3.8.5 Uit het voorgaande volgt dat het hof terecht heeft geoordeeld dat het stelsel van de Elektriciteitswet 1998 en de afzonderlijke bepalingen daarvan zich niet verzetten tegen het stellen van de eis van galvanische verbondenheid als voorwaarde voor sommatie. Voorts heeft het hof, uitgaande van de in rov. 4.6 beoordeelde feitelijke kenmerken van de door ProRail beheerde spoorweginfrastructuur en de daaruit voortvloeiende extra kosten voor de netbeheerders, terecht de bezwaren van ProRail tegen het in rekening gebrachte transportafhankelijke transporttarief verworpen. Voorzover ProRail betoogde dat toepassing van het kostenveroorzakingsbeginsel en in verband daarmee het stellen van de eis van galvanische verbondenheid in een geval als het onderhavige in strijd is met het bepaalde in de Elektriciteitswet 1998, vindt dat betoog geen steun in de wet en de parlementaire geschiedenis daarvan. Het hof heeft dan ook van belang kunnen achten dat het door ProRail verdedigde standpunt ertoe zou leiden dat de extra kosten die moeten worden gemaakt in verband met de omstandigheid dat de spoorweginfrastructuur door middel van een groot aantal fysieke aansluitpunten van elektriciteit wordt voorzien, in strijd met het kostenveroorzakingsbeginsel niet door ProRail worden gedragen, maar door de gezamenlijke afnemers van elektriciteit van het net. Daarbij heeft het hof niet miskend dat de tariefstructuren zijn gebaseerd op een collectieve berekening van de door de netbeheerders te maken kosten, nu niet in geschil is dat aan ProRail het gebruikelijke, ook aan andere afnemers per aansluiting berekende tarief in rekening wordt gebracht, en in dit geding slechts moet worden beoordeeld of dat tarief over één of meer aansluitingen per netbeheerder per tariefcategorie moet worden berekend. Evenmin heeft het hof het in art. 27 lid 2, aanhef en onder a, van de wet gewaarborgde recht van een afnemer op een aansluiting op het door hem gewenste spanningsniveau miskend.

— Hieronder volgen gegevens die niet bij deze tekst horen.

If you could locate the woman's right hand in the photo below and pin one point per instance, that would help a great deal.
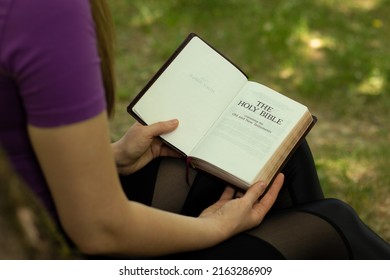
(231, 215)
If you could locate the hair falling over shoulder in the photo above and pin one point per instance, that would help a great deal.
(105, 35)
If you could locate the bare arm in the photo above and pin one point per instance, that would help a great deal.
(79, 166)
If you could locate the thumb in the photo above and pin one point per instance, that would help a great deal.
(163, 127)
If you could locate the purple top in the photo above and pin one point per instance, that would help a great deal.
(49, 76)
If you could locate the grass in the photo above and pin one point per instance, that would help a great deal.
(331, 55)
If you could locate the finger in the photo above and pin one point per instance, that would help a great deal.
(164, 127)
(227, 194)
(168, 152)
(269, 198)
(254, 192)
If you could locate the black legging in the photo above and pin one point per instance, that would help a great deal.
(292, 229)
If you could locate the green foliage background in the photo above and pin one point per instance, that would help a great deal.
(331, 55)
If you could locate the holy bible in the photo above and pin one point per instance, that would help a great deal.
(235, 129)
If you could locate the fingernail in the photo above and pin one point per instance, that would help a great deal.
(174, 121)
(262, 186)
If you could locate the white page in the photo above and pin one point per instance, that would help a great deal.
(195, 88)
(241, 141)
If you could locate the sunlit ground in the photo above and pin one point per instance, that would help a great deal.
(331, 55)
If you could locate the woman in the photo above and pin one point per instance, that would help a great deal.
(56, 82)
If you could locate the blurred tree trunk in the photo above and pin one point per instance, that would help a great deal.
(26, 229)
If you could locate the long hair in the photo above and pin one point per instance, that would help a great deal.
(105, 39)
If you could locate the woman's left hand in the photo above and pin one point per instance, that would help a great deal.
(140, 145)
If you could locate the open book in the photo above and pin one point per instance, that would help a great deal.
(235, 129)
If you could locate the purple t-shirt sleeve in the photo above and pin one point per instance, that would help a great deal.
(52, 55)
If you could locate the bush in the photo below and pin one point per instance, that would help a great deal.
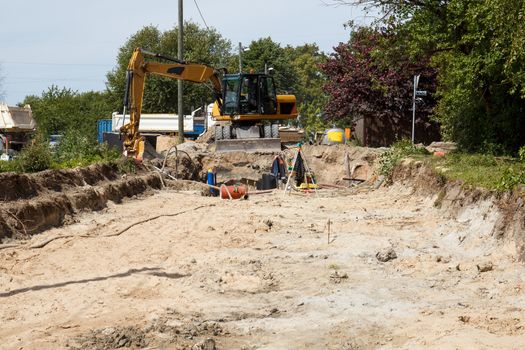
(76, 149)
(36, 156)
(398, 151)
(510, 179)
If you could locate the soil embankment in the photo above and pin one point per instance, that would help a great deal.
(331, 164)
(498, 214)
(32, 203)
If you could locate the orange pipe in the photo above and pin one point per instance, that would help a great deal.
(236, 192)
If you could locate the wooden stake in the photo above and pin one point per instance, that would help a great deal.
(328, 224)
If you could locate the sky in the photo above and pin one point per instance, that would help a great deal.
(73, 43)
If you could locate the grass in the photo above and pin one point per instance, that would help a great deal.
(75, 150)
(479, 170)
(474, 170)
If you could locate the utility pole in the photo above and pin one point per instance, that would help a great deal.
(416, 83)
(240, 58)
(180, 54)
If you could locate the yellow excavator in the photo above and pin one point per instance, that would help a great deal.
(246, 107)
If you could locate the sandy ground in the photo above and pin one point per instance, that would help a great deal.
(260, 274)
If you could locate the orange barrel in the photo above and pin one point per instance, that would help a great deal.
(347, 134)
(235, 191)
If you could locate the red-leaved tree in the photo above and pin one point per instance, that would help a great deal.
(370, 79)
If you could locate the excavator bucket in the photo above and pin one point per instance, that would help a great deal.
(249, 145)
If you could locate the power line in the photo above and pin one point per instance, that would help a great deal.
(200, 13)
(56, 64)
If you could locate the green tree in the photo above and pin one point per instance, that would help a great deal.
(205, 46)
(297, 71)
(58, 110)
(478, 48)
(265, 51)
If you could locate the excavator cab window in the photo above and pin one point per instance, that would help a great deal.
(231, 94)
(267, 95)
(249, 94)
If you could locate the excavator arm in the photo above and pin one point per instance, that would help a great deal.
(138, 68)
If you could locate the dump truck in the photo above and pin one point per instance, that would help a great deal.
(16, 125)
(246, 109)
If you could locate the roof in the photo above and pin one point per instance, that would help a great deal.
(16, 118)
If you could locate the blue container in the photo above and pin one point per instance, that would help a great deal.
(212, 180)
(103, 125)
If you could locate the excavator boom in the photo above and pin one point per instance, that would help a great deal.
(138, 68)
(247, 109)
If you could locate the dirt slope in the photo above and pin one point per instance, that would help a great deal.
(32, 203)
(260, 274)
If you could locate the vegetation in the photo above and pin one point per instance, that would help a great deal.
(2, 92)
(57, 111)
(474, 170)
(477, 49)
(371, 77)
(399, 150)
(481, 170)
(75, 149)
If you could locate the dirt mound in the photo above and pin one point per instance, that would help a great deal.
(33, 203)
(168, 330)
(330, 163)
(506, 211)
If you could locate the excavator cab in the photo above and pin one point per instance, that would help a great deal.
(246, 94)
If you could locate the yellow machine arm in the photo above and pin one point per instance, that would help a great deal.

3.8.6 Op het voorgaande stuiten de overige onderdelen van het middel in hun geheel af.
De Hoge Raad:
verwerpt het beroep;
veroordeelt ProRail in de kosten van het geding in cassatie, tot op deze uitspraak aan de zijde van de netbeheerders begroot op € 5.802,34 aan verschotten en € 2.200,-- voor salaris.
Dit arrest is gewezen door de vice-president D.H. Beukenhorst als voorzitter en de raadsheren A.M.J. van Buchem-Spapens, P.C. Kop, A. Hammerstein en W.D.H. Asser, en in het openbaar uitgesproken door de raadsheer E.J. Numann op 30 maart 2007.